La poursuite est ainsi la métaphore du désir au cinéma, son opérateur, comme elle l’est pour la mythologie. Si les Métamorphoses racontent les étranges sanctions que les dieux se virent infliger pour avoir trop désiré, pour avoir trop désiré posséder les femmes et la nudité qu’ils enviaient aux mortels, la morale ou la leçon qu’elles prodiguent reste ambiguë. Quand la poursuite se scelle par la mort ou les retrouvailles, on s’y retrouve ; quand elle donne lieu à des métamorphoses ou à des participations contre-nature (pour reprendre les mots d’Hoffmanstahl), la morale est moins claire qui mêle à la tentation la cruauté et la répulsion, et la poursuite devient monstrueuse. La métamorphose est cette possibilité hétérogène par laquelle la poursuite se voit décuplée, incessamment déplacée ; ni la mort ni l’accouplement n’en fixent la nécessité puisqu’il s’agit de répéter l’histoire des origines, la scène primitive d’une poursuite ininterrompue entre les hommes et les dieux.

Marie-José Mondzain a récemment consacré un ouvrage au thème de la poursuite au cinéma (et ailleurs), où se mêlent des réflexions issues des films et des élaborations plus vastes portant sur le désir et ses attentes. Sa démarche (qui associe l’histoire des images, des regards, de leur usage, à la psychanalyse) va dans le sens de la nécessité du suspens, et donc d’une poursuite qui nourrit l’interruption comme moteur de la répétition et de la prolongation du désir dans l’image-mouvement. : « La poursuite doit s’arrêter pour que la vie continue, mais elle doit aussi reprendre sa course pour que l’immobilité et la mort ne s’installent pas. Le cinéma travaille dans cette tension-là.[11] [11] M.-J. Mondzain, Images (à suivre), Paris, Bayard, 2011, p. 137. » Pour que le dénouement soit plus qu’une décharge pulsionnelle, pour que le désir porte au-delà de la résolution du récit, la poursuite s’inscrira dans l’économie libidinale de l’errance, du détour et de l’approche de l’objet sans capture, et la mort n’en fixera pas le terme.

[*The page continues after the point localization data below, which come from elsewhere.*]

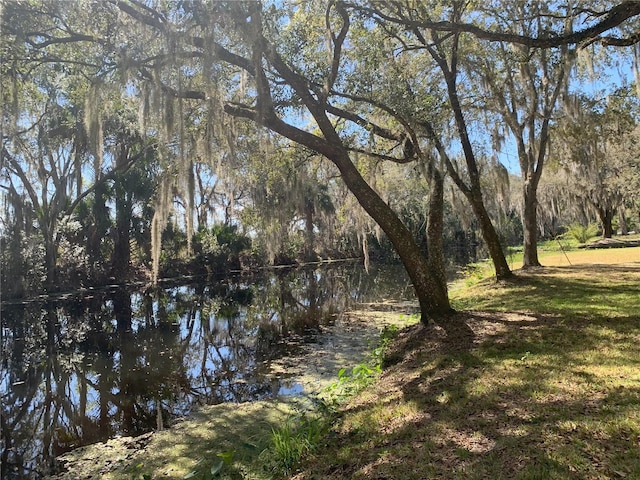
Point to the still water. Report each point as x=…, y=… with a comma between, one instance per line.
x=89, y=367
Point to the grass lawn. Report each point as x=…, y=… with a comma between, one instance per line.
x=536, y=378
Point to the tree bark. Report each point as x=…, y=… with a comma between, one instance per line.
x=530, y=227
x=492, y=240
x=606, y=220
x=430, y=288
x=121, y=259
x=435, y=228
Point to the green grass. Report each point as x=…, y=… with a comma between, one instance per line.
x=538, y=379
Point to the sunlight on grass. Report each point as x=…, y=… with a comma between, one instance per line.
x=549, y=389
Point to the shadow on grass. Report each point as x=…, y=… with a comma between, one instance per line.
x=500, y=396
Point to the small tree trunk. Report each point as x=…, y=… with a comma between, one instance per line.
x=492, y=240
x=622, y=219
x=50, y=256
x=435, y=228
x=606, y=221
x=530, y=229
x=429, y=288
x=121, y=259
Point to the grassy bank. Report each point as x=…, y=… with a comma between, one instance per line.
x=539, y=378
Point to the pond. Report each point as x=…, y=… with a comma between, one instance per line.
x=91, y=366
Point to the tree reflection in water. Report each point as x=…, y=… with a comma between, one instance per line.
x=83, y=369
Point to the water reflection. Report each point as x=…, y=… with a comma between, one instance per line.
x=80, y=370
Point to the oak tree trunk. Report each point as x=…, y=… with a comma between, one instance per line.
x=530, y=229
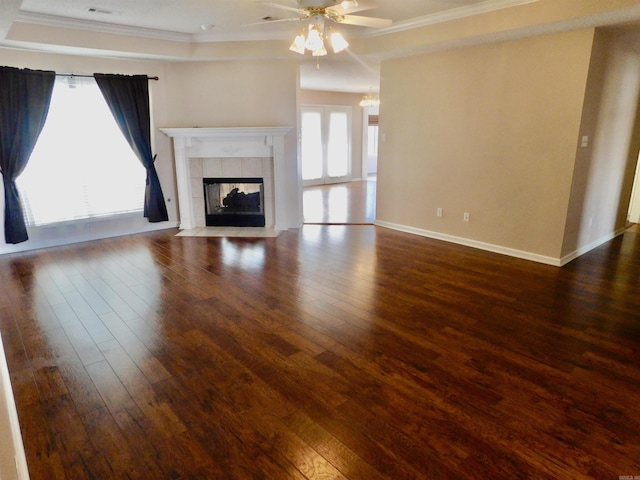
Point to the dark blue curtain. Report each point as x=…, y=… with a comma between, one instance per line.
x=128, y=99
x=25, y=96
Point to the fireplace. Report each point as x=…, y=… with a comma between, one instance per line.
x=237, y=152
x=234, y=202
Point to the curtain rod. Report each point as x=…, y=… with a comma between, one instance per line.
x=91, y=76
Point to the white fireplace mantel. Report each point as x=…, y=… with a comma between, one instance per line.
x=228, y=142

Le livre de Mondzain ne comporte aucune référence au cinéma de Pasolini ; sans doute parce qu’il sera difficile d’en tirer une morale aussi distinctement partagée entre dialectique et lignes de fuite, entre mise à mort et suspens du désir. Il y a pourtant chez Pasolini une multiplicité de gestes relatifs à la poursuite : de la course la plus simple – qui est chez Ninetto Davoli une véritable manière d’être, une façon de se déplacer en toute occasion et qui constitue presque la marque de fabrique du cinéma pasolinien –, à la poursuite amoureuse, jusqu’à la chasse, enfin, qui se lie parfois à celle-ci, et sur laquelle je m’arrêterai tout à l’heure à partir d’un extrait du Décaméron.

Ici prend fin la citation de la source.